First Leader’s Debate – No Cuts, No Knockdowns, No Knockouts

Party Leaders squared off in the first national debate of election 2015
Party Leaders squared off in the first national debate of election 2015
Party Leaders squared off in the first national debate of election 2015
Justin Trudeau, leader of the Liberal Party of Canada; Elizabeth May, leader of the Green Party of Canada; Thomas Mulcair, leader of the New Democratic Party of Canada; and Stephen Harper, leader of the Conservative Party of Canada take part in the Maclean’s National Leaders Debate at the City and OMNI Television studio in Toronto (CNW Group/Maclean’s)

OTTAWA – POLITICS – One of the sure results of a political debate is that all sides will declare victory. The debate last night between the four party leaders had no clear winner, there were no knockout blows, and all four got their points made. For most, last night’s debate was a matter of all four leaders making their points, there was not a clear winner.

The Prime Minister stressed that the key is keeping to the status quo, and holding true to the course of strong leadership. Elizabeth May who has the most to gain and the least to lose was strong. Tom Mulcair was effective, and demonstrating a side to the New Democrat leader that few have had.

Justin Trudeau appeared to get stronger as the debate continued, although there were times when he seemed a little out of his comfort zone.

Assembly of First Nations (AFN) National Chief Perry Bellegarde said that tonight’s debate amongst the leaders of the federal political parties was an opportunity for all leaders to explain how the Government of Canada would work to close the gap in the quality of life between First Nations and Canada and while there was discussion of some First Nations issues much more focused dialogue and attention is needed.

“Missing from the debate was the inclusion of First Nations issues as a primary debate topic,” said National Chief Bellegarde. “It is my strong belief that First Nations voters will make a difference in this election. Future debates need to ensure that closing the gap between First Nations and Canadians is addressed clearly and fully. Our people matter, our issues matter and our voices matter.”
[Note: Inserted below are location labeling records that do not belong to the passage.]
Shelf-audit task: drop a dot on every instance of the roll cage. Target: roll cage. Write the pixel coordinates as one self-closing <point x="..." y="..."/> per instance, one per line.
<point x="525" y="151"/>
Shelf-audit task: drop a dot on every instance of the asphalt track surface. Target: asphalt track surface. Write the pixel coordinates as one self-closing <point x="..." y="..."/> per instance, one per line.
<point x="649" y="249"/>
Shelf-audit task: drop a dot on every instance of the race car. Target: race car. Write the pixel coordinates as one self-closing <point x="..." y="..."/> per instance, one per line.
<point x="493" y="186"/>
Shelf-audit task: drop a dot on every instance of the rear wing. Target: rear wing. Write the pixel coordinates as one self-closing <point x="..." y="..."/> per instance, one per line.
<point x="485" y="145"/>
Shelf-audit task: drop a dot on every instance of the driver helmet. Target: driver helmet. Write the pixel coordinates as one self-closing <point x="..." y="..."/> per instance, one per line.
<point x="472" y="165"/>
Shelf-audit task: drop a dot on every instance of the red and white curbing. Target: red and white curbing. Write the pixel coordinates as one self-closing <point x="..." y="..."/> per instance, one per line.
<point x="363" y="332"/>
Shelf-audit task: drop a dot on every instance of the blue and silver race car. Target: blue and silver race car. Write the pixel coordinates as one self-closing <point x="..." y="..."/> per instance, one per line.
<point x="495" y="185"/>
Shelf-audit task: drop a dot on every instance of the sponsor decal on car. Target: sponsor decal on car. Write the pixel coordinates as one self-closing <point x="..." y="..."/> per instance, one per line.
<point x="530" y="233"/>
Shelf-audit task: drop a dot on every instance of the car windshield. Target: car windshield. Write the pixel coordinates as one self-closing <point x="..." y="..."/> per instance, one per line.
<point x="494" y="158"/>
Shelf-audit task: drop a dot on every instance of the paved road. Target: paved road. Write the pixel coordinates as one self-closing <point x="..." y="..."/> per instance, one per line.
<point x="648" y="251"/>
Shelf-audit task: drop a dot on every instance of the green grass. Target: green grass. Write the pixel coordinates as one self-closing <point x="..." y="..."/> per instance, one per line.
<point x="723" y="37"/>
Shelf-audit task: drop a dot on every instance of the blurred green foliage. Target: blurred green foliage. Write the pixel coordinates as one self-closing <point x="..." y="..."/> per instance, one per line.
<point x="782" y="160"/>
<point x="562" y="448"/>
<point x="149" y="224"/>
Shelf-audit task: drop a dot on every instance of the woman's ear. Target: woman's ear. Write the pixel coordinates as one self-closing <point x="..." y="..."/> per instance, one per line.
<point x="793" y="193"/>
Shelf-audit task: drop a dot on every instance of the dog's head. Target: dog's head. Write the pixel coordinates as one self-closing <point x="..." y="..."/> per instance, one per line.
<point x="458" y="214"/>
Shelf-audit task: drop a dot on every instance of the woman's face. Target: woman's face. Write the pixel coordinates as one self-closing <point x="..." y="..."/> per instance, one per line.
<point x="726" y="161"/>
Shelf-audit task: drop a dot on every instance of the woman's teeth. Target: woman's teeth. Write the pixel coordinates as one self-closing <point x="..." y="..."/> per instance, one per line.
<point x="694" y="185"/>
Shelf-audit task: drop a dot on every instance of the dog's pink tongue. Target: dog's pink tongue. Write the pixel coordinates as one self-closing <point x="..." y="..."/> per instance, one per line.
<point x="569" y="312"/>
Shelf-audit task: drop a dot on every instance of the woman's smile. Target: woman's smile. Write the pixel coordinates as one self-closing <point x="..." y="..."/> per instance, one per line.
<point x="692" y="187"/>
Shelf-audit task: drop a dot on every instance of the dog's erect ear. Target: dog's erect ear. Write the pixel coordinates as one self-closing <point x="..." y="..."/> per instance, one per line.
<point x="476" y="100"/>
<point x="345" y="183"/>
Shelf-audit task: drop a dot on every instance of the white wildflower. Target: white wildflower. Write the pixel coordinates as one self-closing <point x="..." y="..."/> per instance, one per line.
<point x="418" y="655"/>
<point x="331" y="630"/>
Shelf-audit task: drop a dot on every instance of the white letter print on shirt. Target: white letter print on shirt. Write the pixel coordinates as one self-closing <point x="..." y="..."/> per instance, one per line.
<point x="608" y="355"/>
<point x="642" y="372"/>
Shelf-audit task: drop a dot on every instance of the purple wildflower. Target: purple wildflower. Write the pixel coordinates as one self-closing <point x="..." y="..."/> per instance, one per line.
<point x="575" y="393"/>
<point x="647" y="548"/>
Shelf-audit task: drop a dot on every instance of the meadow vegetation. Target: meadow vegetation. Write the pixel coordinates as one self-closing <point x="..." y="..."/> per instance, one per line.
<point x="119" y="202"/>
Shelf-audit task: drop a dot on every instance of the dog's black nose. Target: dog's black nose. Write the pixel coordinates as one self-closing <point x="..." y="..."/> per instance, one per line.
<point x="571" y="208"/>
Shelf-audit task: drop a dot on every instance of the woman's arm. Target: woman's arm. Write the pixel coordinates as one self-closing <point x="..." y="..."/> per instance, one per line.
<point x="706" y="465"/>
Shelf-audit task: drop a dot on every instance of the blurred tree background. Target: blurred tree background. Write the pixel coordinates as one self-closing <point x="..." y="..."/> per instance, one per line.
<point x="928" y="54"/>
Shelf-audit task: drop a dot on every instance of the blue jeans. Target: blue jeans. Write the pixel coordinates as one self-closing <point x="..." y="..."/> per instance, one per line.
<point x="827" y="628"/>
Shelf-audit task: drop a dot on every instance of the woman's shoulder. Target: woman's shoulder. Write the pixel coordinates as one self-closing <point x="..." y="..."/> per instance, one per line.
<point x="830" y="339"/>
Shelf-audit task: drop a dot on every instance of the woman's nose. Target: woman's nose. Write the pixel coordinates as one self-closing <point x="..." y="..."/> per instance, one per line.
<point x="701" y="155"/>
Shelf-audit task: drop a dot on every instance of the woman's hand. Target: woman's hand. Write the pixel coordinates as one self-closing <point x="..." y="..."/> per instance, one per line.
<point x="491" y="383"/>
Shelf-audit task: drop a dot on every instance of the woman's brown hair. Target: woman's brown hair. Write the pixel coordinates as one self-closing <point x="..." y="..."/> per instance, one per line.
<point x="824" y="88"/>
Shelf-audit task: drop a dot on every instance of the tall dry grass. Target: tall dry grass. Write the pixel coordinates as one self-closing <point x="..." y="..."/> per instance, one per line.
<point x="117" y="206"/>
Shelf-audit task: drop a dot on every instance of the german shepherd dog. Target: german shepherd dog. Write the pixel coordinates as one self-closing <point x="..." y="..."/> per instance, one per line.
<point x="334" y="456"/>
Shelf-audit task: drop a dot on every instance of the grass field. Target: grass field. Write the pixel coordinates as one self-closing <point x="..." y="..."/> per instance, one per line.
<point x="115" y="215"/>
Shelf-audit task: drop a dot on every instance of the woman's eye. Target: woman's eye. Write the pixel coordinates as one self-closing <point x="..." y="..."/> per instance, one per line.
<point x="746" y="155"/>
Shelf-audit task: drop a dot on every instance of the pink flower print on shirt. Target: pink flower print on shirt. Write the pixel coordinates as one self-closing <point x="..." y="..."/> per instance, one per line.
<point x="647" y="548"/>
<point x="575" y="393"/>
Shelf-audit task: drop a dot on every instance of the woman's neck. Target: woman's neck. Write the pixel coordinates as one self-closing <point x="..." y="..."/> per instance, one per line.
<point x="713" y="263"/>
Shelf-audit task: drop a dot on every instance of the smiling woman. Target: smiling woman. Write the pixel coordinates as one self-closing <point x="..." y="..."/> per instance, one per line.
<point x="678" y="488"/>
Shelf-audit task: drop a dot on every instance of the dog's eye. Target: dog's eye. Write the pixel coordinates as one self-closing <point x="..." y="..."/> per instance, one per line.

The leaders of all federal parties participated this evening in a debate organized by Maclean’s magazine. There was no specific debate topic on First Nations or Indigenous issues but the leaders spoke to First Nations issues a number of times during the debate. Liberal Party Leader Justin Trudeau emphasized the importance of working in partnership with First Nations on resource development. NDP Leader Thomas Mulcair stated that environmental legislation needs to change to respect First Nations rights and called for a nation-to-nation relationship with First Nations. Green Party Leader Elizabeth May said First Nations voters need to be included in this election and called for more discussion on issues like the Truth and Reconciliation report and its Calls to Action. Prime Minister Harper stated that his government is working with Aboriginal communities on resource development, and the National Chief noted that much more work is needed in this area.

“First Nations prosperity and well-being are key to Canada’s future and that has to shape the discussion during the election,” said National Chief Bellegarde. “We will be working to raise our priorities and releasing our Closing the Gap agenda soon so we can put our issues front and centre and get clear commitments from all parties. It is time for reconciliation. It is time for action. It is time to close the gap.”